Irena Trapszo-Chodowiecka (born 16 February 1868 in Kalisz; died 8 April 1953 in Lviv) was a Polish theater actress, performance recitalist and teacher in the Lviv Drama School.

== Biography ==
Irena Trapszo was the daughter of Anastaze and Anna Eugenia Valeria. She was born as an illegitimate child because the parents sanctioned the relationship several years after her birth. As a child, she performed with her father's band in the province. After her mother's death, she went to Warsaw. She performed in government theaters in Warsaw, including at the Rozmaitosci Theater and the Summer Theater. In 1907 she moved to Lvov, where she became an actress of the Municipal Theater. In 1927 she retired.

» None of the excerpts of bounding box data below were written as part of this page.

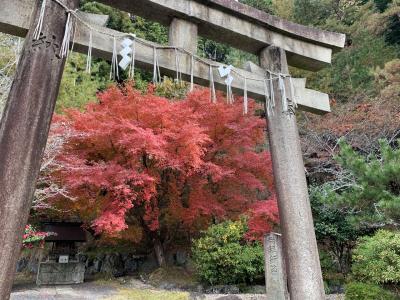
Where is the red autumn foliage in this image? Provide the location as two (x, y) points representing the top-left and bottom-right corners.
(53, 85), (278, 251)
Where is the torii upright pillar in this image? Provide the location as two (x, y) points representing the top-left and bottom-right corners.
(260, 46), (325, 300)
(0, 0), (79, 300)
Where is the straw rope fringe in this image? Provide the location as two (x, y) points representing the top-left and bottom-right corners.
(33, 0), (47, 41)
(34, 0), (297, 116)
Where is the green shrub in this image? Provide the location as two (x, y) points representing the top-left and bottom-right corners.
(346, 282), (396, 300)
(192, 220), (264, 285)
(352, 230), (400, 284)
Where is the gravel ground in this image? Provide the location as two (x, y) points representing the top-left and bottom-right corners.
(11, 281), (344, 300)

Her sister was Tekla Trapszo. Irena Trapszo-Chodowiecka was Mieczysław Ćwiklinska's aunt. Her husband since 1893 was Edward Chodowiecki. She died in 1953. She was buried at Lychakiv Cemetery in Lviv.

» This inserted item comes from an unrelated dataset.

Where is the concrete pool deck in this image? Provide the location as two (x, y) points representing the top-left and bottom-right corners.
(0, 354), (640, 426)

== Theater performances ==
- 1894 - Fat fish, Teatr Rozmaitości in Warsaw
- 1910 - Golden handcuffs, Lviv City Theater
- 1912 - Nervous break, Lviv City Theater
- 1915 - Natręci, Municipal Theater of Lviv

== Decorations ==
- Golden Cross of Merit (1938)

== Bibliography ==
- Maria Bojarska: Mieczysław Ćwiklińska. Warsaw: National Institute of Publishing, 1988. ISBN 83-06-01370-0.
- Adam Grzymała-Siedlecki: The acting world of my time. Warsaw: National Publishing Institute, 1957.